In that capacity, Alito was considered a careful judge who was not given to sweeping decisions. In one case, however, Alito voted to uphold a provision of a Pennsylvania law that required a woman to notify her husband before obtaining an abortion. The Supreme Court later explicitly rejected Alito's judgement in the case.
He was again overruled by the Supreme Court in a case in which he argued for restricting the power of Congress to impose a federal law on family and medical leave on the states.
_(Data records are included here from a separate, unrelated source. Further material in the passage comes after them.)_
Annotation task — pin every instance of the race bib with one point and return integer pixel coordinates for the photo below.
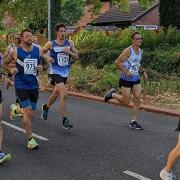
(63, 59)
(134, 69)
(30, 66)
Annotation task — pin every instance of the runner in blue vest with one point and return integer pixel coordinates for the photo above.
(27, 58)
(61, 51)
(129, 63)
(3, 157)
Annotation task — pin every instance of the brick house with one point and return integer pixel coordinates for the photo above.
(136, 16)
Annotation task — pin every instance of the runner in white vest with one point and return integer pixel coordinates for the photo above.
(129, 63)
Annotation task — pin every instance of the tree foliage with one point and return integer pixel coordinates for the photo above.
(170, 13)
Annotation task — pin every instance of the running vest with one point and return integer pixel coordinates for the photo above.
(26, 65)
(132, 64)
(62, 61)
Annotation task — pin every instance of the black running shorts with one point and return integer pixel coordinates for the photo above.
(56, 78)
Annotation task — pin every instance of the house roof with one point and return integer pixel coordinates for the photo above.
(115, 15)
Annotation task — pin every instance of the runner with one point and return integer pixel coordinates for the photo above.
(8, 58)
(9, 63)
(61, 51)
(35, 41)
(174, 155)
(129, 64)
(3, 157)
(26, 85)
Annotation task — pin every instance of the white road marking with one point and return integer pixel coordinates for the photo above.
(22, 130)
(135, 175)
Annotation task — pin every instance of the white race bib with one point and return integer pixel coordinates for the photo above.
(30, 66)
(63, 59)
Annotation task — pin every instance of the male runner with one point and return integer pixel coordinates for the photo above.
(26, 85)
(129, 64)
(61, 51)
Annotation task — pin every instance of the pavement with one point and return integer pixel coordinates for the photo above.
(99, 147)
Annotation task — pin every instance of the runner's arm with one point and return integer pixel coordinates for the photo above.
(119, 61)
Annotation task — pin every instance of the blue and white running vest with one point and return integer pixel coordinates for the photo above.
(26, 65)
(132, 64)
(62, 61)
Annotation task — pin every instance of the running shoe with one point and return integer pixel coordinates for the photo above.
(164, 175)
(67, 124)
(32, 144)
(44, 112)
(4, 157)
(108, 96)
(135, 125)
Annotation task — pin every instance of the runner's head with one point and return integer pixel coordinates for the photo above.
(60, 30)
(17, 39)
(136, 39)
(26, 36)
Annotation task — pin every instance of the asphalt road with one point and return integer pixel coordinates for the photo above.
(99, 147)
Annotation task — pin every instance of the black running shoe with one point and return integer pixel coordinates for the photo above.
(67, 124)
(135, 125)
(108, 96)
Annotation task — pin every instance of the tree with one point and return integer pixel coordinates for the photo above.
(71, 11)
(170, 13)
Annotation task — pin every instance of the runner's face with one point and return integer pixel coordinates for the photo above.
(27, 38)
(61, 33)
(34, 39)
(17, 39)
(137, 40)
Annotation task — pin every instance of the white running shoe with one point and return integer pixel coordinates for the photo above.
(165, 175)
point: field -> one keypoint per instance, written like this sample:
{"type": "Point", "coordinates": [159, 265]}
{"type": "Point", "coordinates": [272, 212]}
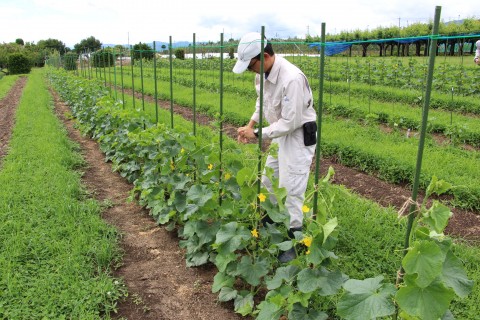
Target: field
{"type": "Point", "coordinates": [370, 136]}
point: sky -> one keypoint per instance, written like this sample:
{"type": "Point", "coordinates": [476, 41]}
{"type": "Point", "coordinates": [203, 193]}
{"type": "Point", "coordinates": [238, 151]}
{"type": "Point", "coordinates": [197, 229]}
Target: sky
{"type": "Point", "coordinates": [133, 21]}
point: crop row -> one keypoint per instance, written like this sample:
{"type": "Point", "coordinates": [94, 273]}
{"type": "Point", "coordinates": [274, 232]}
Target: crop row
{"type": "Point", "coordinates": [183, 182]}
{"type": "Point", "coordinates": [347, 141]}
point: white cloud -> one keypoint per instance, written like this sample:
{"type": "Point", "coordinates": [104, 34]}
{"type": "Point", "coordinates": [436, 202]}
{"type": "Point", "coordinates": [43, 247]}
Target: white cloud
{"type": "Point", "coordinates": [122, 21]}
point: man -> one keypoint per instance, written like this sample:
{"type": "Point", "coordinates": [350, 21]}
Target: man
{"type": "Point", "coordinates": [288, 108]}
{"type": "Point", "coordinates": [477, 53]}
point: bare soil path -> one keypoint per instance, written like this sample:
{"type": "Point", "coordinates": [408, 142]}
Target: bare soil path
{"type": "Point", "coordinates": [160, 285]}
{"type": "Point", "coordinates": [8, 105]}
{"type": "Point", "coordinates": [464, 223]}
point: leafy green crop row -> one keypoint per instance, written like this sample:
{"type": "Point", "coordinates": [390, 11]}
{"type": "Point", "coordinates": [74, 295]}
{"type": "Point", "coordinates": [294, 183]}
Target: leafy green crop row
{"type": "Point", "coordinates": [363, 147]}
{"type": "Point", "coordinates": [217, 212]}
{"type": "Point", "coordinates": [6, 83]}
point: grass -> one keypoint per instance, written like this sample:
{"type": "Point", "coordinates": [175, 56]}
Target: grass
{"type": "Point", "coordinates": [370, 237]}
{"type": "Point", "coordinates": [56, 253]}
{"type": "Point", "coordinates": [370, 243]}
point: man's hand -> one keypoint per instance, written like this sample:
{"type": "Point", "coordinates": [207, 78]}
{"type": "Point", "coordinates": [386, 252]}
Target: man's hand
{"type": "Point", "coordinates": [245, 134]}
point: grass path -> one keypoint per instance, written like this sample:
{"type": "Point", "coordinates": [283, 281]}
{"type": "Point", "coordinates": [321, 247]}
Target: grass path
{"type": "Point", "coordinates": [55, 251]}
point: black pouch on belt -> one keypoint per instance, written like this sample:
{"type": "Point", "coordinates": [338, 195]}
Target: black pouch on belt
{"type": "Point", "coordinates": [310, 133]}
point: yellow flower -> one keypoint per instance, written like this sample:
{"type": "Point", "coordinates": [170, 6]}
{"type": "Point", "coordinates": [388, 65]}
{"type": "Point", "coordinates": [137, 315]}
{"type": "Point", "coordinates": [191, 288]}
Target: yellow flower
{"type": "Point", "coordinates": [262, 197]}
{"type": "Point", "coordinates": [307, 241]}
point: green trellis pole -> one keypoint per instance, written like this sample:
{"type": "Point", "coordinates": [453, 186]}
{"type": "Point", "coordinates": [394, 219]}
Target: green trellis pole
{"type": "Point", "coordinates": [121, 79]}
{"type": "Point", "coordinates": [109, 73]}
{"type": "Point", "coordinates": [155, 80]}
{"type": "Point", "coordinates": [194, 87]}
{"type": "Point", "coordinates": [115, 73]}
{"type": "Point", "coordinates": [170, 57]}
{"type": "Point", "coordinates": [221, 120]}
{"type": "Point", "coordinates": [104, 69]}
{"type": "Point", "coordinates": [319, 119]}
{"type": "Point", "coordinates": [141, 80]}
{"type": "Point", "coordinates": [133, 80]}
{"type": "Point", "coordinates": [260, 123]}
{"type": "Point", "coordinates": [423, 129]}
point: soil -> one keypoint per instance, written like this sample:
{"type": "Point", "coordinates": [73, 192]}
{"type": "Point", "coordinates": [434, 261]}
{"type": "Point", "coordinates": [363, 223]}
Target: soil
{"type": "Point", "coordinates": [160, 285]}
{"type": "Point", "coordinates": [8, 105]}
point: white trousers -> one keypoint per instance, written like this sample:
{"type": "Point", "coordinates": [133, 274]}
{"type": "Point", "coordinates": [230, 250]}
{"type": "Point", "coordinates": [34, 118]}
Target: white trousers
{"type": "Point", "coordinates": [292, 167]}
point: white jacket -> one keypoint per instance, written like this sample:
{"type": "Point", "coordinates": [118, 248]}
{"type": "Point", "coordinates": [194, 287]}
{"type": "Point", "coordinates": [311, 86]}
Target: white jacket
{"type": "Point", "coordinates": [288, 100]}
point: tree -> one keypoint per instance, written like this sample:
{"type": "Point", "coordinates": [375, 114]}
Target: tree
{"type": "Point", "coordinates": [142, 50]}
{"type": "Point", "coordinates": [87, 45]}
{"type": "Point", "coordinates": [51, 45]}
{"type": "Point", "coordinates": [18, 63]}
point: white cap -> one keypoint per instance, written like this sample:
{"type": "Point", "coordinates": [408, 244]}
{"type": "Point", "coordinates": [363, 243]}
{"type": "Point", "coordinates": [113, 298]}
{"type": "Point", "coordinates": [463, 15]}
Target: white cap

According to civil rights groups, he has shown a consistent hostility to the application of federal laws to prevent discrimination on the basis of race or disability to the states.
"From the beginning of his career... Judge Alito has routinely favoured a reading of statutory and constitutional law that curtails the rights of individuals, limits remedies available to them, and undermines the power of Congress to protect those individuals," stated a recent memo by the Leadership Conference on Civil Rights (LCCR), a coalition of nearly 200 rights groups and labor unions.
In that respect, LCCR noted with regret that Alito's confirmation took place on the same day as the death of Coretta Scott King, the civil rights activist and widow of Rev. Martin Luther King, Jr.
"This is a bitter day that the civil rights community will long remember," said LCCR director Wade Henderson. "We have no doubt that Alito's confirmation will take a heavy toll on our nation's hard-won civil rights gains."